The Esulé is a blend of 55% Cabernet Sauvignon and 45% Cabernet Franc, rare for the Shiraz-dominated McLaren Vale but central to the story behind the wine. “Esulé” means “outcast”, and it refers to the fact that Cabernet-based wines had a sharp decline in popularity in the early 2000s, a fall from grace for the previously-undisputed King of red wines. The film noir-esque label was specifically designed to reflect this narrative (that’s Old Man Cabernet to the right with his crown beside the femme fatale crying over his loss of stature). The wine was designed to honour a top-end varietal that at the time had fallen out of vogue.
All of that would be tremendously cool if the Esulé actually showed off the best characteristics of Cabernet (complexity, structure, mouthfeel), but instead the wine seems geared towards wringing every possible living ounce of flavour out of each and every grape. The grapes making up the Esulé were intentionally not harvested until they were so overripe that they started shrivelling on the vine (a technique usually only seen in dessert wines), and the resulting ripeness (combined with the warmth of Southern Australia) led to a harvest with a high enough sugar content to support this wine’s *gasp* 16% alcohol level. As a charter member of the Sub-15% Club who has yet to see an alcohol percentage over 15% make a wine better, I shake my head at you, RedHeads. This is a wine on steroids where those steroids are on steroids. It’s ridiculous.

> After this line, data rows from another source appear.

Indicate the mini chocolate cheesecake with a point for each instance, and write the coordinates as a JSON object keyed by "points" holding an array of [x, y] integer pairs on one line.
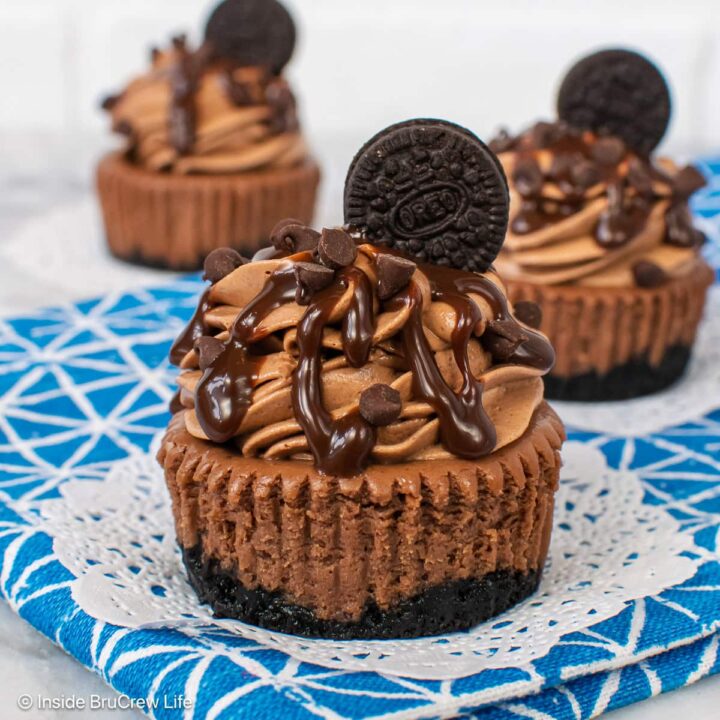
{"points": [[601, 237], [360, 445]]}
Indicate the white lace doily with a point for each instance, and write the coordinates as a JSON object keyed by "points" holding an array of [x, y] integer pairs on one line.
{"points": [[692, 397], [116, 537]]}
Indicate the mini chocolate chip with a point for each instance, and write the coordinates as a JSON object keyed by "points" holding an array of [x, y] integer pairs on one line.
{"points": [[109, 102], [502, 142], [393, 273], [584, 174], [380, 405], [208, 350], [527, 177], [544, 134], [648, 274], [688, 181], [502, 338], [608, 150], [292, 236], [221, 262], [336, 248], [639, 178], [311, 278], [529, 312]]}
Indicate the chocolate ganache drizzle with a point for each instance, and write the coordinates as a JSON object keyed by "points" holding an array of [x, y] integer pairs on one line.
{"points": [[481, 330]]}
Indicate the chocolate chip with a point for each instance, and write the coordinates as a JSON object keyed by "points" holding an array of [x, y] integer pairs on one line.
{"points": [[221, 262], [688, 181], [502, 142], [252, 32], [608, 151], [336, 248], [380, 405], [311, 278], [620, 93], [502, 338], [393, 273], [639, 178], [679, 227], [109, 102], [529, 313], [584, 174], [544, 134], [648, 274], [527, 177], [292, 236], [208, 350]]}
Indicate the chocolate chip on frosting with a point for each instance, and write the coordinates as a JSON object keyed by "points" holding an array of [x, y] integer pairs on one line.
{"points": [[688, 181], [608, 150], [502, 338], [393, 273], [336, 248], [292, 236], [208, 350], [528, 177], [529, 313], [380, 405], [221, 262], [311, 278], [649, 275], [584, 174]]}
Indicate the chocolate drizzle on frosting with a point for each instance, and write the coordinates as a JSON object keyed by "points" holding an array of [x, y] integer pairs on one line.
{"points": [[342, 442], [580, 160]]}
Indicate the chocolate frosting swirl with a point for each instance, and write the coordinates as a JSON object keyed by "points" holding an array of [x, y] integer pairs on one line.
{"points": [[195, 113], [288, 380], [587, 210]]}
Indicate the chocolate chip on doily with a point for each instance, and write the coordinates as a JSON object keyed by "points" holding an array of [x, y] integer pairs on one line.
{"points": [[393, 274], [336, 248], [292, 236], [311, 278], [221, 262], [380, 405], [649, 275], [529, 313], [208, 350]]}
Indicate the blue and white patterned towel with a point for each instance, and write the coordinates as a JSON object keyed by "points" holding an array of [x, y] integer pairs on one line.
{"points": [[85, 386]]}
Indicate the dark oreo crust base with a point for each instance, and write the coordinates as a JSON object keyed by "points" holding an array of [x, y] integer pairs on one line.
{"points": [[624, 382], [446, 608]]}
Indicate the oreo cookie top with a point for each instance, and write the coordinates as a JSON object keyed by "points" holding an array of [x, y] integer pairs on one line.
{"points": [[617, 92], [252, 32], [431, 190]]}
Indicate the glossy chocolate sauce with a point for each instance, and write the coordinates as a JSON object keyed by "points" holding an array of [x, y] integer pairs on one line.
{"points": [[196, 328], [343, 446], [224, 392]]}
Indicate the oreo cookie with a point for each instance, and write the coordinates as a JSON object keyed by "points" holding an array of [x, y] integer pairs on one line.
{"points": [[252, 32], [431, 190], [617, 92]]}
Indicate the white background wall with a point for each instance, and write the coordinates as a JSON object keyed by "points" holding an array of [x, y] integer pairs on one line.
{"points": [[360, 65]]}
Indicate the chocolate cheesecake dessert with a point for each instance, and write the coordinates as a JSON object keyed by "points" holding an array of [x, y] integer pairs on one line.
{"points": [[212, 149], [360, 447], [601, 237]]}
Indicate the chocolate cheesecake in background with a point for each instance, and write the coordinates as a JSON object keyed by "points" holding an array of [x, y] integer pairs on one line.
{"points": [[213, 152], [601, 237], [360, 446]]}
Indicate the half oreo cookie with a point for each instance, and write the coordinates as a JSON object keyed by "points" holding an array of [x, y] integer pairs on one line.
{"points": [[431, 190], [617, 92], [252, 32]]}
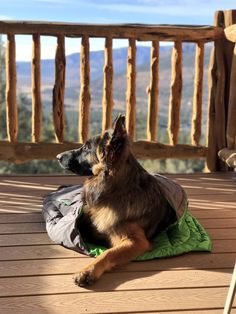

Not surprisingly, the abominable alcohol level dominates every facet of the Esulé’s flavour profile. It is totally opaque in colour, an inky, glass-staining, deep dark red, even 5 years after harvest. A rush of sweet ripeness greets the nose, primarily cooked blueberry and raspberry along with secondary notes of cedar (or cedar shavings, like a hamster cage), caramel and cinnamon. On the initial attack the darker/blue fruit flavours carry over, mixed with tons of sweetness from the alcohol (a byproduct of alcoholic fermentation is glycerol, which has a slightly sweet taste) and vanilla from the oak aging. The wine has a massive, mouth-coating, creamy body that I was just beginning to appreciate when WHAM! — the booze kicked in and obliterated every analytical thought in my brain. This is hot hot HOT on the back end, with a burning finish that’s almost uncomfortable, to the point where you can barely keep your mouth closed after swallowing it. It’s like taking a big fiery swing of cask-strength whisky. This walk over the coals is partially restrained by the wine’s tannic structure, but ultimately the Esulé’s fine tannins can’t contain this blockbuster. After a glass or so, it got to the point where the wine was physically tiring to drink; there was so much of everything punching my tongue on each sip before the concentrated alcohol lit it on fire.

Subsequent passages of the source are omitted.